Spend more time with my granddaughters and grandson and daughters.  

 

 Your recent project with Deer Hoof…

 That was a great project. It came about because they were going to play at the Winter Fest in New York city and La Poisson Rouge or one of those places and somebody approached my manager and asked them if I would be interested in doing a stint with them and I said yes! They immediately worked on the project and got it going. Before that about 3 or 4 years ago I played in LA at this big rock venue called Echoplex in LA with Deer Hoof.  Unfortunately, that one was not recorded but that was my first time playing with the band.  I know the performers really well in the band Greg and the others.  They used to come to my performance when I would play in the Bay Area a lot and they would always stay and hang out and talk with me and stuff like that.  I would give them products to listen to and they would give me stuff.  So we have a pretty good history off stage and on stage. 

 Name three unsung heroes

 Booker Little, Minnie Riperton. Hmmmm…well I want to mention one person who was the most famous guy on earth at one time; Muhammad Ali.  The reason I say that he’s unsung because when he became Muhammad Ali, he received some of the greatest hatred that any famous person could ever receive. Probably only second to Michael Jackson. 
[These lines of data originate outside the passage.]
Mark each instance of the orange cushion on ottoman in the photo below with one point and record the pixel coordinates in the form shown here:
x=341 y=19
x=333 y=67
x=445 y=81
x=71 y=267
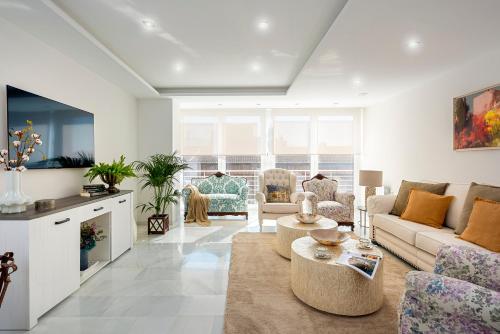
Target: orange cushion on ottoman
x=427 y=208
x=483 y=227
 Sound (your own sound) seems fundamental to how we perceive music or anything that is related to music

 That’s true yes.  But what’s not part of that is the quality of sound.   My sound for me has always been important but what made it important for me is that when I was growing up as a kid, I played a lot outside. I played not only outside but in the entrance areas of forests and woodlands. Because of that I was given the possibility of hearing how sound can be qualified.  What kind of quality you could put on it.  And those things have informed my sound for the last 65 or 70 years 

 A question that should have been asked but wasn’t

 That’s always a hard one when you have a good thorough interview.  This interview has been pretty thorough.  Let me say this I make a statement as a way of doing it 

 My statement is for young people, young artists and I’m going to call them developing artists because most of them don’t like that word, but I think that they should understand that developing artists means something very important for me and my older colleagues out here.   Always try to make art from inspiration that is through performing and composing and thinking.  Don’t forget that you are also an intellectual being, don’t forget to write about how you feel and what you think and don’t forget to challenge each other about what a performance that you heard or participated in was like and about. You don’t have to say that was a bad performance, but you can engage by asking how would you describe what you just did or heard and in what way did it satisfy you?  Do you think it made an impact on the audience? This way you can create a dialogue about intention.  What was intended and what was the result and those kinds of things help us to develop into excellent human beings; not just artists.